Young Mothers is a 2025 drama film, written and directed by Belgian brothers Jean-Pierre and Luc Dardenne. It had its world premiere at the 2025 Cannes Film Festival, where it won the Best Screenplay prize and was nominated for the Palme d’Or, and received its UK theatrical release yesterday (29 August). So I went along to the Hyde Park Picturehouse in Leeds with very high expectations – and I was not disappointed.
The film is set in in a state-funded support facility for teenage single mothers in Liège, Belgium. It follows the stories of four girls: Perla (Lucie Laruelle), Jessica (Babette Verbeek), Julia (Elsa Houben), and Ariane (Janaïna Halloy Fokan) and also touches on a fifth, Naima (Samia Hilmi) who is preparing to leave the facility. We watch them as they get to know their babies, whilst also attempting to come to terms with the harsh realities of their own lives.

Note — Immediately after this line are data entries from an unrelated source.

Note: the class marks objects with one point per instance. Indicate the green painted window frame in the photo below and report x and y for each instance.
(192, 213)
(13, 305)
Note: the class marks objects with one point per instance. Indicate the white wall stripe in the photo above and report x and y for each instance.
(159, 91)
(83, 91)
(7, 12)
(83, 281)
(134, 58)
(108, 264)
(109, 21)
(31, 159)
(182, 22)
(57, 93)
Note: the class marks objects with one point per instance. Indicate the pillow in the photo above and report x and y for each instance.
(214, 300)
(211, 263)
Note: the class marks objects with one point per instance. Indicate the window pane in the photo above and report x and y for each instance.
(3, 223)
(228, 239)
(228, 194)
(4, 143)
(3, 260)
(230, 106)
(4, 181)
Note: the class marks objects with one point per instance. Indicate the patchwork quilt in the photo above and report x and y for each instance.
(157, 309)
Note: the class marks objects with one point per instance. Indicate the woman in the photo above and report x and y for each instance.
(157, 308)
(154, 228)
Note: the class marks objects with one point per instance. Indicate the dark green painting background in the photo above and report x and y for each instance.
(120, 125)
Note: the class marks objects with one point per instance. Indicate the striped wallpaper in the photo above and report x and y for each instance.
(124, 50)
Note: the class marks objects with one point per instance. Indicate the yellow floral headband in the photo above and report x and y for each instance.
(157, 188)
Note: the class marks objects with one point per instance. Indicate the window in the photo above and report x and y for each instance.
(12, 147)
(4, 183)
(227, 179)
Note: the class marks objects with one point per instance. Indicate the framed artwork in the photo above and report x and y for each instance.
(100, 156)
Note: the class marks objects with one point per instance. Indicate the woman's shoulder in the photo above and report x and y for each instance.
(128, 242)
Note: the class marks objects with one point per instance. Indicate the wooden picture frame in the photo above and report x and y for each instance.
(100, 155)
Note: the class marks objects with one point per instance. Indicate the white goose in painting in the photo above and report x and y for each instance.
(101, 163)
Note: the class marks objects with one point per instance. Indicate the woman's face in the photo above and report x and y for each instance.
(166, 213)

The film includes drug dependency, mental illness, the lack of proper parental support, abortion and adoption. Bleak stuff, you might think, but in the deft hands of the Dardenne’s that is not the case – whilst it certainly pulls no punches, it is also light and hopeful and ultimately wonderfully uplifting. The girls are little more than children themselves, yet it is a joy to watch them learning to feed and change and bathe their babies in the hands of the caring, but down-to-earth, almost to the point of being strict, support staff. There are no easy answers – for every tentative step forward, there are snags and setbacks.
It is the simplicity and humanity in the storytelling which make the Dardenne films so powerful – they never tell us what to think – they just show us a situation and leave us to make up our own minds. This is perhaps a bit of a departure, in that it is an ensemble piece, rather than being focused on just one or two principal characters. I believe it stemmed from a visit the brothers made to a real home in Liège.

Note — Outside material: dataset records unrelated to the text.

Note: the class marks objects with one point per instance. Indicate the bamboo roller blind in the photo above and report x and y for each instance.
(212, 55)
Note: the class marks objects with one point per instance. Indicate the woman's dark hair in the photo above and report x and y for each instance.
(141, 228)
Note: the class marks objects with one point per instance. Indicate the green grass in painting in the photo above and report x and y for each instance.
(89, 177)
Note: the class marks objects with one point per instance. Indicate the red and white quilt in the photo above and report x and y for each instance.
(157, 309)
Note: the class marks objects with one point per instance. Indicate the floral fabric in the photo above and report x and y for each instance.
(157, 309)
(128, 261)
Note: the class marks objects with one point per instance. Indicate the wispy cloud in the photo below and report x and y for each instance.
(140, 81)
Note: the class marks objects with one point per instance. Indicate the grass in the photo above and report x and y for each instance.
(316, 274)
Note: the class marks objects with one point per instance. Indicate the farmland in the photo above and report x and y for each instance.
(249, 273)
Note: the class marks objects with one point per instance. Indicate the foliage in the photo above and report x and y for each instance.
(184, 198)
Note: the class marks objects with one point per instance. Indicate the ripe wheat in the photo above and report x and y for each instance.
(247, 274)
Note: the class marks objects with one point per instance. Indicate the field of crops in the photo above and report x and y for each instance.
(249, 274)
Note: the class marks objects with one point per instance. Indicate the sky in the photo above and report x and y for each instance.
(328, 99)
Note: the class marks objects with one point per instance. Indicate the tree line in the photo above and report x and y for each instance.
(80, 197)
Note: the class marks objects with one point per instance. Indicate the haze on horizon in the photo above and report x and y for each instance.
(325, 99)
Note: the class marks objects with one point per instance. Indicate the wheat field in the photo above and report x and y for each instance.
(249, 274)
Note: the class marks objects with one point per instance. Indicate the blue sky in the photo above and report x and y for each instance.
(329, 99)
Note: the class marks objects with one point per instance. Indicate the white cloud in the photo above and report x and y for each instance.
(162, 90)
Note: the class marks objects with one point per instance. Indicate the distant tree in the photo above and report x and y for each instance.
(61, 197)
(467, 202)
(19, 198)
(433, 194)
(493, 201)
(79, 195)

Every character is depicted honestly and with dignity; every scene is straightforward and unforced. The Dardennes do not create victims and heroes – they just show us real people doing their best, often in desperate situations. They have two Palme d’Or awards for Rosetta (1999) and L’Enfant (2005), which puts them into a very select group of nine directors – this could so easily have made them the only three-times winners.
Young Mothers is an extremely powerful piece of storytelling. Go along and see it – you will not be disappointed!